I found this reptile crawling around in one of Saddam Hussein's old ammunition bunkers.
I found this little guy (see photo) crawling around in one of Saddam Hussein's old ammunition bunkers. I have never seen a gecko like this. It has no adhesive pads on its feet or claws, but it is a climber. It has a good disposition and is not aggressive. When I picked it up, it made a growling, chirping noise. Can you tell me what species it is? I'd like to name it if it hasn't been named yet.
Stationed at Camp Anaconda
Your clear photos made IDing it a cinch. You found a bent-toed gecko of the genus Cyrtopodium. The genus is widespread over the entire Middle East.

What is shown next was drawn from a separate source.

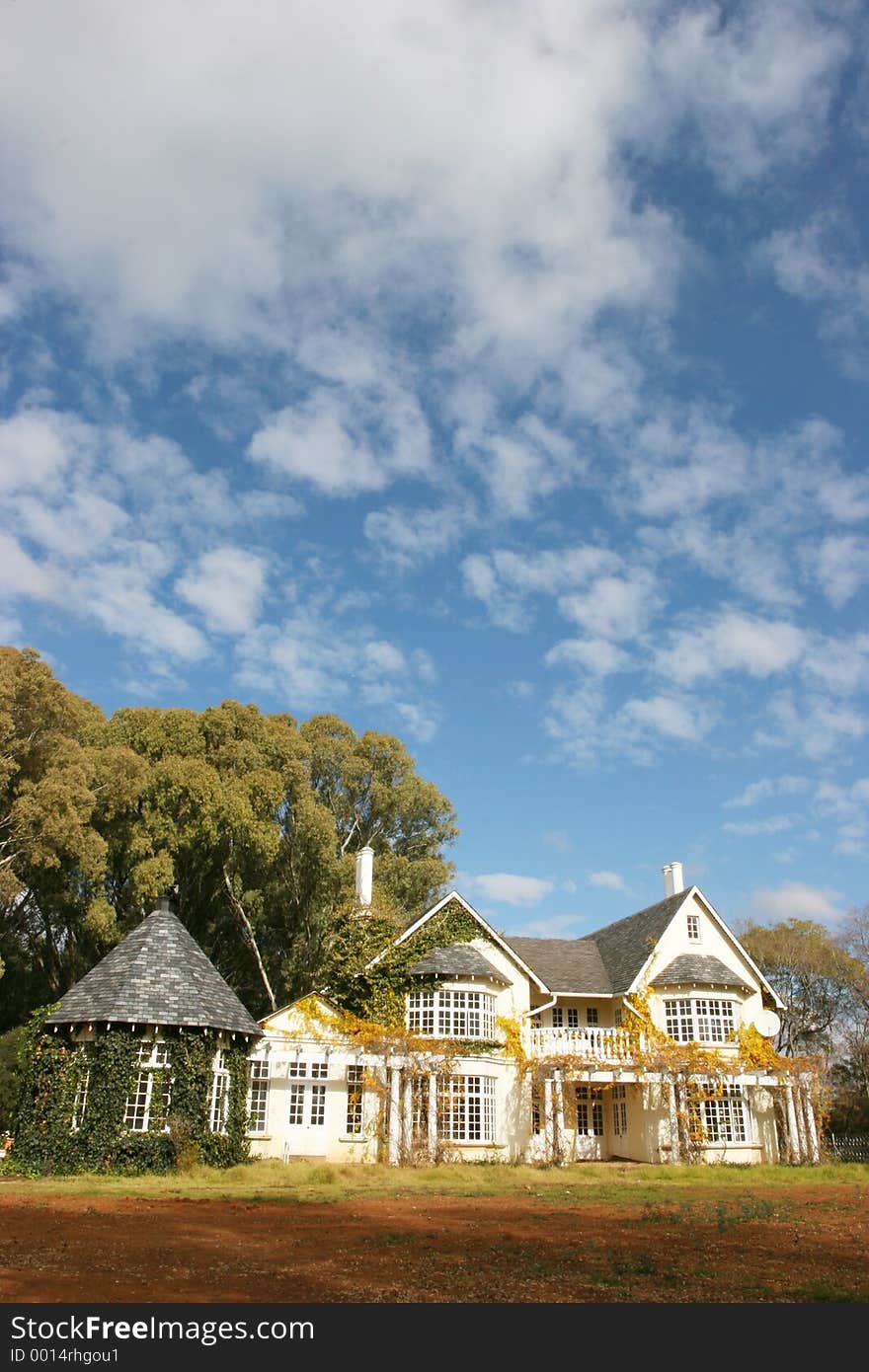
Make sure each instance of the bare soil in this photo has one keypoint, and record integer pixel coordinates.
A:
(780, 1245)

These geckos inhabit dry, rocky washes and bluffs, but some hide under flaking rocks or in shrubs out in open country. Some species are also attracted to and live in and around structures built by humans. Underground bunkers likely provide cool, dark, slightly moister retreats that offer the lizards comfortable shelters by day.
This Bent-Toed Gecko was found in Iraq
By the way, keying your hostage out beyond the genus would probably require having it in hand to check for specific nuances, such as whether the subcaudals are keeled or not, whether preanal pores are present and the presence of "nonmucronate trihedral or subtrihedral tubercles in the paravertebral row from occiput to level of vent." All fascinating details that you may wish to consult in The Lizards of Iran (1999) by Stephen C. Anderson – the text coming closest to covering Iraq's lizards that I could access – when you get home.
Take more close-ups of future herp finds, from all angles top and bottom, so they can be used for identification later. A clear view of the scalation of the groin region is especially important for differentiating species.
Being able to compare the specimen to other similar species in a museum would also be a huge help. There are at least 35 described species. Unfortunately, your discovery is more than likely already among them. Thanks, though, for sending the pics and taking the time to share them with readers, who might be wondering what the herp life is like over there.